The Food and Drug Administration’s (FDA) Vaccines and Related Biological Products Advisory Committee, an independent panel of experts, began its meeting Thursday morning to discuss BioNTech/Pfizer Inc.’s mRNA vaccine ahead of a vote to determine if emergency use authorization should be given. News regarding the outcome of this review and vote was not available as of press time.
Smith said a Thursday approval of the vaccine would mean major hospitals in the state and long-term care facilities would begin to receive the first batch as soon as next week, with Miami County expected to receive an allocation the following week.

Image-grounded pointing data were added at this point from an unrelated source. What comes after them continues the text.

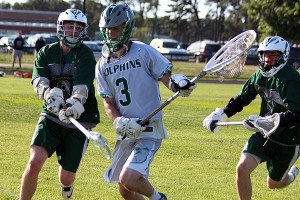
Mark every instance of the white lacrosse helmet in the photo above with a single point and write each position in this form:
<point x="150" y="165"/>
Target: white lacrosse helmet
<point x="73" y="39"/>
<point x="115" y="15"/>
<point x="274" y="43"/>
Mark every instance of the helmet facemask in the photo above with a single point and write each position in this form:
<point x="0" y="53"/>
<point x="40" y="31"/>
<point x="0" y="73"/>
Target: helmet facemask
<point x="116" y="43"/>
<point x="114" y="16"/>
<point x="72" y="27"/>
<point x="270" y="64"/>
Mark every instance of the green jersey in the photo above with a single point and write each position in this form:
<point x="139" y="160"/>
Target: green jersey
<point x="279" y="93"/>
<point x="64" y="71"/>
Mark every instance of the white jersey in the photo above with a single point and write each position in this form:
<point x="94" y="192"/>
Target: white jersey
<point x="132" y="81"/>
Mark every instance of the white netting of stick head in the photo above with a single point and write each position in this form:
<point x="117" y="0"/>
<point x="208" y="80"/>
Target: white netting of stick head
<point x="236" y="53"/>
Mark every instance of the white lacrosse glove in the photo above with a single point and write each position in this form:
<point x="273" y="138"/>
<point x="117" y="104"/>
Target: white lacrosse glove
<point x="128" y="127"/>
<point x="179" y="82"/>
<point x="74" y="109"/>
<point x="267" y="125"/>
<point x="54" y="100"/>
<point x="249" y="123"/>
<point x="210" y="121"/>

Smith said the exact number of vaccines the county should expect to receive at that time is not yet known. He said the vaccines will initially be given to those highest on the “priority list.”
“In a general sense, the priority is certainly those who would be having the most contact with COVID-19-positive cases and high-risk populations,” Smith said.

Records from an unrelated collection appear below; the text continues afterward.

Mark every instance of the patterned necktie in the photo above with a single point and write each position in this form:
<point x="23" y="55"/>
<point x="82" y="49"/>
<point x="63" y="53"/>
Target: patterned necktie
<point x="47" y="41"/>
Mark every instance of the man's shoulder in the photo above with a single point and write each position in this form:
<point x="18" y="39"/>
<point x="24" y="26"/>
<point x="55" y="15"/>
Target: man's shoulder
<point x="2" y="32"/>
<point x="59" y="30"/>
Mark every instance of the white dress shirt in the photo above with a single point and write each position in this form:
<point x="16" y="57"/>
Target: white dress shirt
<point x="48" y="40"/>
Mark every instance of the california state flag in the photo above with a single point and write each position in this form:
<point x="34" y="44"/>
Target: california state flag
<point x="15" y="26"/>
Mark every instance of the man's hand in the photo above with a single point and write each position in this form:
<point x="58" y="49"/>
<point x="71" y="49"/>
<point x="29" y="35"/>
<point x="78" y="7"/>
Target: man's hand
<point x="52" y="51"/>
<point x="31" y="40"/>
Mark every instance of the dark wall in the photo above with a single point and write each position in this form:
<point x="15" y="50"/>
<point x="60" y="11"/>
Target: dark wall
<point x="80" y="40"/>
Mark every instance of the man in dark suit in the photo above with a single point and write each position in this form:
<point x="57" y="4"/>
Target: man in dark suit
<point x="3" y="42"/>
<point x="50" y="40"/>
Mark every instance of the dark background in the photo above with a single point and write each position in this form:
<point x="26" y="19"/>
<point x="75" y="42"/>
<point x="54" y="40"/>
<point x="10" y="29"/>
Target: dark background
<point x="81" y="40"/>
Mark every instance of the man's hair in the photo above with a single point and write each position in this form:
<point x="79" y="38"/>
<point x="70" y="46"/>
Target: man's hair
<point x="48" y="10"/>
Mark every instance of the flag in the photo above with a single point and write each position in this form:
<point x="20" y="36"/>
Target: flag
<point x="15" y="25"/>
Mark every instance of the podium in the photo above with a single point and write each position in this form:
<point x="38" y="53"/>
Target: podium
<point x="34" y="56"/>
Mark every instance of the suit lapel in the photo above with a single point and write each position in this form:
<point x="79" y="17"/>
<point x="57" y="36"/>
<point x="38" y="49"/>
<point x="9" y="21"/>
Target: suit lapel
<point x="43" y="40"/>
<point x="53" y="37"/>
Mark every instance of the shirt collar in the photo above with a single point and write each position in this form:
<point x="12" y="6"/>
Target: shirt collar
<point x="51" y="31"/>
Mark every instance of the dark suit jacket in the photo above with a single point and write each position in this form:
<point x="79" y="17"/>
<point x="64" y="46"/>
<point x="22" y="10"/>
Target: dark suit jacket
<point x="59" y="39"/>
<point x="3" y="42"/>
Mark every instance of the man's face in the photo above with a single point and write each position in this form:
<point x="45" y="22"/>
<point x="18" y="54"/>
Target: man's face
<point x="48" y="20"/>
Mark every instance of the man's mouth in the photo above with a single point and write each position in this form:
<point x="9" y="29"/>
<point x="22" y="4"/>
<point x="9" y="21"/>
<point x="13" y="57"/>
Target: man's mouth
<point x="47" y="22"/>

The FDA released a detailed analysis of the BioNTech/Pfizer vaccine on Tuesday, which affirmed an effectiveness of 95%, assessed a week after two required doses of vaccine. The vaccine doses are given 21 days apart.
Visit www.fda.gov for more information on the vaccine and its current status.

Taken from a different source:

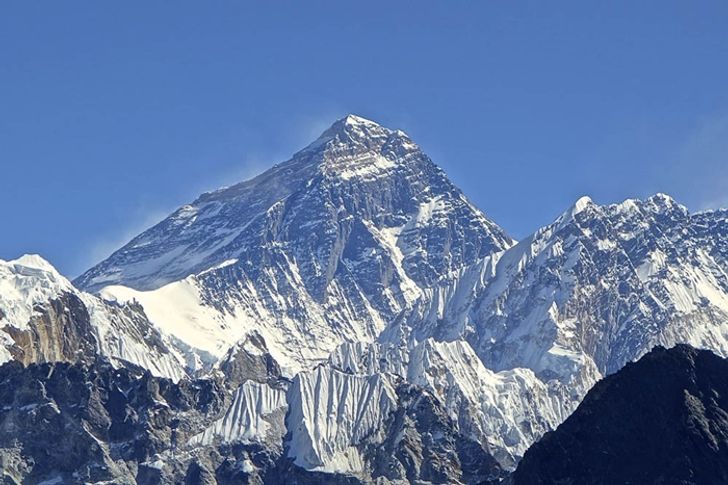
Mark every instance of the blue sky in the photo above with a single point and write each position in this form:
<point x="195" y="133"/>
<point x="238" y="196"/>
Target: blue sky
<point x="114" y="113"/>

Miami County remains in the COVID-19 red zone, meeting four of the seven indicators of the Ohio Public Health Advisory System, according to an update Thursday.
The red zone indicates very high virus exposure and spread, and comes with guidance to limit activities as much as possible.
The county now meets four of the system’s seven indicators, down from five met last week. These four indicators include new cases per capita, non-congregate cases, emergency department visits, and intensive care unit bed occupancy. As of this week, the county no longer meets the new cases increase indicator.
Miami County has seen 1,070 new cases over the past two weeks. Cases per 100,000 residents are now at 1,000.12, up from 994,51 cases per capita reported last week.
The non-congregate cases indicator is met when the number of cases that are not in a congregate setting goes over 50 percent in at least one of the last three weeks, indicating a higher risk of community spread. Miami County’s non-congregate percentage is 33.33% as of Thursday, down from 54.17% reported last week.
The ED visits indicator is met when there is an increasing trend of at least five consecutive days in the number of visits to the emergency department with COVID-like illness or a diagnosis over the last three weeks. This indicator provides information on the health care seeking behavior of the population and a sense of how concerned residents are about their current health status and the virus. As of Dec. 8, the county’s seven-day ED average is 3.14.
The ICU bed occupancy indicator is met if the percentage of occupied ICU beds in each region goes above 80 percent for at least three days in the last week, and more than 20 percent of those beds are being used for COVID-19 positive patients for at least three days in the last week. This provides an indication of the capacity available to manage a possible surge of severely ill patients. On Dec. 8, 87.15% of the county’s ICU beds were reported as occupied, with 17.99% of those being used for COVID patients.
Smith noted quarantine requirements have been updated and those affected now have three options.
The first option is the original 14-day quarantine after exposure to COVID-19, which is still most recommended by the Center for Disease Control (CDC); the second is a 10-day quarantine for those who exhibit no symptoms throughout that time; and the third option is a 7-day quarantine with a negative result from a test taken no earlier than five days after initial contact/exposure.
Smith said the state of Ohio is currently working on beginning the mailing of disposable masks directly to Ohioans over 65 years old.
“There’s a bit of concern that people will be getting mail and wondering if this is some sort of a hoax,” Smith said. “Ohio EMA is going to (release) pictures of what the approved mailing labels would look like so we can try to get the word out that these are legitimate and being sent from the state.”
Smith added that these masks will not need to be requested, but will be sent out automatically to those within the intended age range.